Right now, for university researchers in Saudi Arabia, KFUPM's new HPC cluster is a dream come true. Eventually though, the Kingdom will have a more powerful resource at KAUST. At opening, KAUST's campus in Thuwal will house the Shaheen Supercomputer, a 16-rack IBM Blue Gene/P System, equipped with 4 Gbytes of memory per node and capable of 222 teraFLOPS - or 222 trillion floating-point-operations - per second.

High-performance storage and networking subsystems will support the capability of Shaheen. A 128 Linux node x86 Cluster will be provided as an auxiliary computational resource for pre- and post-processing, as well as initial x86 code tests prior to their enablement on Shaheen.

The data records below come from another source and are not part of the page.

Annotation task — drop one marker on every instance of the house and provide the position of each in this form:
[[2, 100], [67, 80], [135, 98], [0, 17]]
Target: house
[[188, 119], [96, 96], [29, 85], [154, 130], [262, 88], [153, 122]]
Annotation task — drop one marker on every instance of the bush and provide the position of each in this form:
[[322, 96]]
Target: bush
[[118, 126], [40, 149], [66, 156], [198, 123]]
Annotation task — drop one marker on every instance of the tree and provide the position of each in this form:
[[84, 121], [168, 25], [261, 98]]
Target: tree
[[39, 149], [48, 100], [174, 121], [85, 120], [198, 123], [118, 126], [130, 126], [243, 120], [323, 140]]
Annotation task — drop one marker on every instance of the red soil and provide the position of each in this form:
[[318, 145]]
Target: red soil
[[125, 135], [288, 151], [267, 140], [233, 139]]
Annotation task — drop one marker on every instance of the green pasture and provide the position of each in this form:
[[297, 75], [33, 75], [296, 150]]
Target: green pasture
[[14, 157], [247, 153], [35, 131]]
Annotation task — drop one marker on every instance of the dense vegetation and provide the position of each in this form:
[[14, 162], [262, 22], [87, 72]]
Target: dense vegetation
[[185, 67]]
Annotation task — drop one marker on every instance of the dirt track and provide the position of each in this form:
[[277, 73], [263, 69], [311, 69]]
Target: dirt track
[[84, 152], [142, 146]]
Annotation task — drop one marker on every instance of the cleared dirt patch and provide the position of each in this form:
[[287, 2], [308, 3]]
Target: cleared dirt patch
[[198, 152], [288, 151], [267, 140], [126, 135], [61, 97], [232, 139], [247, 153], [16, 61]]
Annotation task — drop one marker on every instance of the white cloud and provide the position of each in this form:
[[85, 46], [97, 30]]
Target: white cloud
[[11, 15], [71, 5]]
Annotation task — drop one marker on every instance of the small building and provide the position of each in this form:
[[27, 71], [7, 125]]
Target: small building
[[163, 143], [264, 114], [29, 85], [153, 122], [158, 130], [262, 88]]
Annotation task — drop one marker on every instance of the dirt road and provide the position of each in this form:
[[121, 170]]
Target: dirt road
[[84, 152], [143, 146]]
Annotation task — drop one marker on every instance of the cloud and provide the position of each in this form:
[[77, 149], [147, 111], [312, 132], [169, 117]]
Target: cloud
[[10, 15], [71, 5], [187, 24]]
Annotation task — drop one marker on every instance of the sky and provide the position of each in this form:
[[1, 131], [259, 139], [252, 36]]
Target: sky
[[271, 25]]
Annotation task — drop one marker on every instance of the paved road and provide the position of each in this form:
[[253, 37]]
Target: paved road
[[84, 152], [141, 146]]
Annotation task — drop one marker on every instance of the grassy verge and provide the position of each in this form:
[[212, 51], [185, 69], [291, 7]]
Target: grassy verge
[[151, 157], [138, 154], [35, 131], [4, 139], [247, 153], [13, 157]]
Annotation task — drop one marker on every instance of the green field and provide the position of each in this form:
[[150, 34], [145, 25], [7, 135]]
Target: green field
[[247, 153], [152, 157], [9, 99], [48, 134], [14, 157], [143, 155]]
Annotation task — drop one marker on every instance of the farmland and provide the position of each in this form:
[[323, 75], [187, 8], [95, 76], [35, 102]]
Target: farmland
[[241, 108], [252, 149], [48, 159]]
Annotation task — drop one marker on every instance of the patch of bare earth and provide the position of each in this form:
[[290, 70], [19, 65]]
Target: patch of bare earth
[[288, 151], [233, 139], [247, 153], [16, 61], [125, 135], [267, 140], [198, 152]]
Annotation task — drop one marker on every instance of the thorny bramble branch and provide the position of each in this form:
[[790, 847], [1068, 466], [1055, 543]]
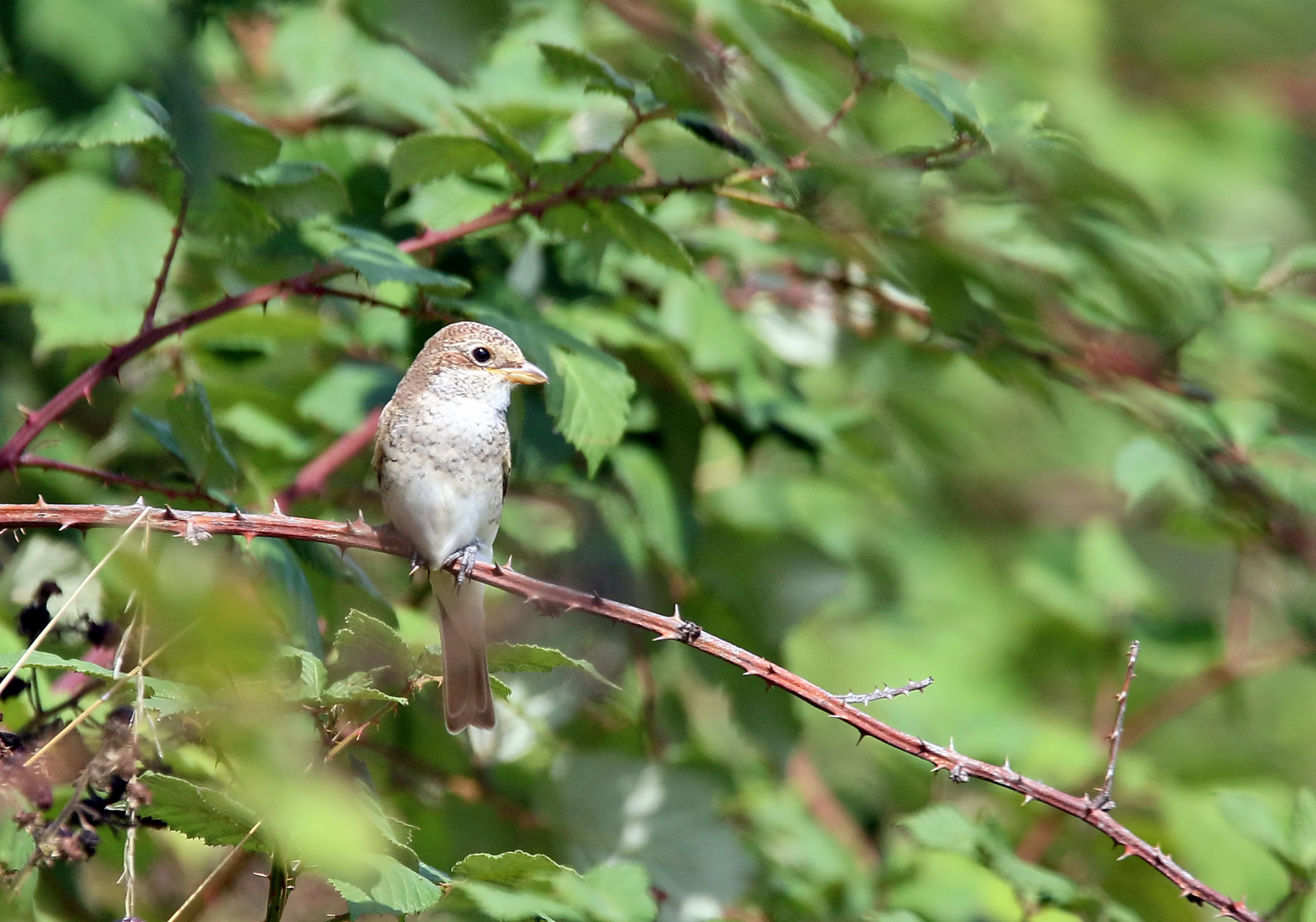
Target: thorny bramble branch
[[196, 527]]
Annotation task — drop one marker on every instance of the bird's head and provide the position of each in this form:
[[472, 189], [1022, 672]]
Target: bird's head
[[476, 360]]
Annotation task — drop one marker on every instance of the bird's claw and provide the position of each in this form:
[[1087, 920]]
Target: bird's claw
[[465, 561]]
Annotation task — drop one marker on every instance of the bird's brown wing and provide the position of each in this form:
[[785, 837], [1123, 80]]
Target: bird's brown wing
[[377, 461], [507, 467]]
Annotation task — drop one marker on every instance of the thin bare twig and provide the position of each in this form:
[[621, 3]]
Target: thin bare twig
[[1103, 798], [556, 598], [95, 705], [54, 622], [162, 279], [886, 692], [184, 912]]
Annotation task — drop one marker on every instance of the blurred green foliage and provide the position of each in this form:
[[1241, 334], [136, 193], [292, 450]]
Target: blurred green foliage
[[1012, 365]]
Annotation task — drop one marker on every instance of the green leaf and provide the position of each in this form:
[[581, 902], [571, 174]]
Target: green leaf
[[360, 686], [296, 191], [642, 235], [529, 658], [387, 887], [1303, 829], [311, 676], [238, 145], [378, 260], [447, 203], [1252, 815], [197, 442], [345, 394], [420, 158], [202, 813], [822, 19], [43, 661], [89, 255], [693, 312], [512, 151], [943, 827], [540, 525], [574, 66], [284, 569], [591, 401], [1143, 464], [123, 120], [880, 55], [512, 868], [612, 892], [1036, 884], [263, 430], [705, 129], [366, 645], [647, 483], [920, 87], [508, 905]]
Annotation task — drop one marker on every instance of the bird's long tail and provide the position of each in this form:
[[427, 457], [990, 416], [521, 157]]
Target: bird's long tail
[[467, 697]]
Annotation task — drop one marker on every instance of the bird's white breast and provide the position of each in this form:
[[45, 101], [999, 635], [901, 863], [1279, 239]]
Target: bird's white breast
[[442, 475]]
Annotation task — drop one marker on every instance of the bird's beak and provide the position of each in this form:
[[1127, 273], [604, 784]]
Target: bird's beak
[[525, 372]]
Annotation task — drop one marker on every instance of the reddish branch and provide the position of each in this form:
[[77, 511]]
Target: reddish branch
[[196, 527], [532, 204], [312, 478], [111, 478]]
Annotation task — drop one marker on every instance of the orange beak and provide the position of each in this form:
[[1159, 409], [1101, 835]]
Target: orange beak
[[523, 374]]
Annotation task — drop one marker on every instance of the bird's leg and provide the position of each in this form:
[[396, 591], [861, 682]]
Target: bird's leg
[[465, 561]]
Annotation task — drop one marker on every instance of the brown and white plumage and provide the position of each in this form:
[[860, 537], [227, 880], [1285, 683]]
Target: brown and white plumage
[[442, 455]]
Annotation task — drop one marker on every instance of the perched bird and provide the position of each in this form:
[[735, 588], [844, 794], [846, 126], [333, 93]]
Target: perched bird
[[442, 454]]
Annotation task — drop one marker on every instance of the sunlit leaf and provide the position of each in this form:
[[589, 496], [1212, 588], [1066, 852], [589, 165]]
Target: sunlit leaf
[[89, 254]]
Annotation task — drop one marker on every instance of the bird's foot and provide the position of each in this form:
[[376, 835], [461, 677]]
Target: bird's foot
[[465, 561]]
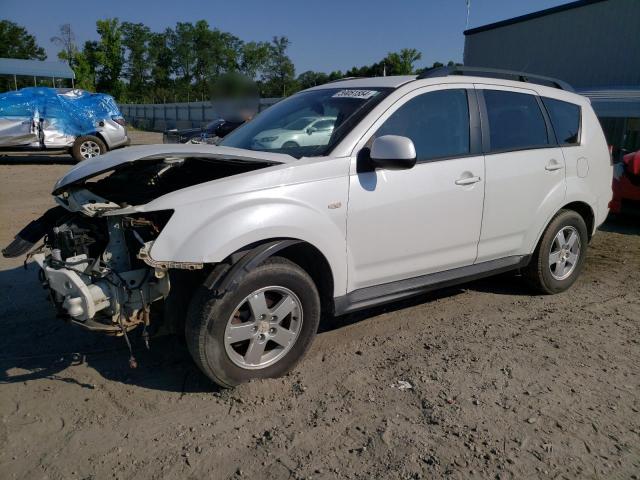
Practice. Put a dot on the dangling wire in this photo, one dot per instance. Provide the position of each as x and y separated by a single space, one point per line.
132 360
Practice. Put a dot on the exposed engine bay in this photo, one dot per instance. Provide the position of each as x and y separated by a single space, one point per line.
94 259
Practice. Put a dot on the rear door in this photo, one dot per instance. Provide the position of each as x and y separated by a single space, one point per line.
524 168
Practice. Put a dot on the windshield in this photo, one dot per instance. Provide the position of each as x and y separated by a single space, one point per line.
284 127
299 124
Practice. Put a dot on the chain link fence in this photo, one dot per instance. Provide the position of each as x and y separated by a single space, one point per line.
164 116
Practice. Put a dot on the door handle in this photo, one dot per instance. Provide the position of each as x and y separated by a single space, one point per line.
553 165
467 180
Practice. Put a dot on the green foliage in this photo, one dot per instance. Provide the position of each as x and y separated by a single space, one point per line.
110 57
278 78
135 39
192 62
17 42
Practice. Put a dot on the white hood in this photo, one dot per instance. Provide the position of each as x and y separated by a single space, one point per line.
97 165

It is expected that eventually Shaheen will be available to other universities across the Kingdom on an established need basis. But Shaheen isn't scheduled to go live for another one to two years. This means that for the foreseeable future, Saudi academics will be able to look only to HPC@KFUPM to bring a big bang to their simulations. Even after Shaheen goes live, KFUPM's HPC cluster will still be essential to many researchers. The university plans to run a wide variety of software applications which will be of interest to a broader range of disciplines than the specialist applications which will be available on KAUST's Shaheen.